Eumélanine

La génétique de la pigmentation humaine – un puzzle complexe

La biochimie de l’eumélanine et de la phéomélanine a été caractérisée par Prota et ses collègues au cours des dernières décennies, mais la plupart de ce que nous avons appris sur la génétique de la pigmentation provient d’études de génétique moléculaire sur des défauts de pigmentation rares chez l’homme et des systèmes modèles tels que Mus musculus (souris domestique) et Drosophila melanogaster (drosophile commune). Des études généalogiques humaines menées au milieu des années 70 ont suggéré que la variation de la couleur de l’iris est fonction de deux loci : un locus unique responsable de la dépigmentation de l’iris, qui n’affecte pas la peau ou les cheveux, et un autre gène pléiotrope responsable de la réduction du pigment dans tous les tissus (Brues 1975). Par exemple, la dissection du trait de l’albinisme oculocutané (AOC) chez l’homme a montré que de nombreux défauts de pigmentation sont dus à des lésions du gène TYR, ce qui a permis de les désigner comme des AOC négatifs pour la tyrosinase (TYR) (Oetting & King 1991, 1992, 1993, 1999 ; voir la base de données sur l’albinisme, située à ce jour sur www.cbc.umn.edu/tad/). En effet, il existe plus de deux douzaines de produits génétiques (selon certains auteurs, jusqu’à 40 produits) supposés être impliqués dans la production, la distribution et le métabolisme de la mélanine humaine. Ces produits fonctionnent au niveau de la disponibilité du substrat (niveaux de tyrosine et de DOPA), de la transcription des produits génétiques, du dépôt, des interactions récepteur-ligand impliquées dans les voies de transduction du signal, et du comportement migratoire des mélanosomes (voir Figure 9-1).

Puisque TYR est présent à la fois dans les eumélanosomes et les phaeomélanosomes, et qu’il catalyse l’étape limitant le taux de biosynthèse de la mélanine, il est assez intéressant de constater que le degré de pigmentation des iris, de la peau et des cheveux humains est bien corrélé avec l’amplitude des niveaux de messages TYR (Lindsey et al. 2001).
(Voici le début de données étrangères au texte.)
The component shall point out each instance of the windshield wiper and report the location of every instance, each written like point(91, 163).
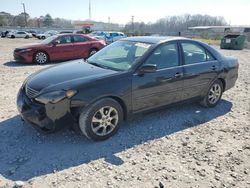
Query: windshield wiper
point(97, 65)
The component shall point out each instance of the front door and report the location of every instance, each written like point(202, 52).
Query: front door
point(163, 86)
point(200, 69)
point(63, 50)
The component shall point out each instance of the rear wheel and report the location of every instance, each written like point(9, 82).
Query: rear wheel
point(101, 120)
point(213, 95)
point(92, 52)
point(41, 58)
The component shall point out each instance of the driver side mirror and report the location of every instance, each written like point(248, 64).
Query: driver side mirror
point(56, 42)
point(148, 68)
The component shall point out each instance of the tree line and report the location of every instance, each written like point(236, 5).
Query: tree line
point(7, 19)
point(174, 24)
point(167, 25)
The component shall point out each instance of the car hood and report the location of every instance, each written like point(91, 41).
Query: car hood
point(32, 45)
point(66, 76)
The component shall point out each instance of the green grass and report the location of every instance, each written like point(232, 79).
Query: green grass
point(209, 41)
Dans les eumélanosomes, d’autres protéines de type TYR sont également présentes, notamment TYRP1 et DCT, qui sont absentes dans le phaemélanocyte et dont on pense qu’elles sont impliquées dans la production d’eumélanine mais pas de phaéomélanine (voir Figure 9-1). Le produit du gène OCA2 est présent dans les deux types de mélanosomes, et on pense qu’il est nécessaire pour établir les conditions de pH appropriées dans la lumière du mélanosome (Ancans et al. 2001 ; Puri et al. 2000). MC1R code pour un récepteur transmembranaire couplé à une protéine G à sept passages qui interagit avec les hormones peptidiques dérivées de la proopiomélanocortine (POMC), notamment l’hormone α-mélanocytaire stimulante (αMSH) et l’hormone adrénocorticotrophique (ACTH). Lors de la fixation de l’hormone peptidique, on pense que le MC1R régule la commutation médiée par le pH de l’eumélanogenèse et de la phéomélanogenèse en modifiant les niveaux d’AMP (voir plus loin). On pense que les kératinocytes qui absorbent les mélanosomes s’engagent dans une communication en retour par la production de ces hormones peptidiques.

La transcription, et finalement l’expression de chacun de ces gènes est sous le contrôle du facteur de transcription associé à la microphtalmie (MITF), et le transport des mélanosomes le long des processus dendritiques est médié par des myosines telles que MYO5A (myosine 5A) et AP3D1 (bêta-adaptine 3D1).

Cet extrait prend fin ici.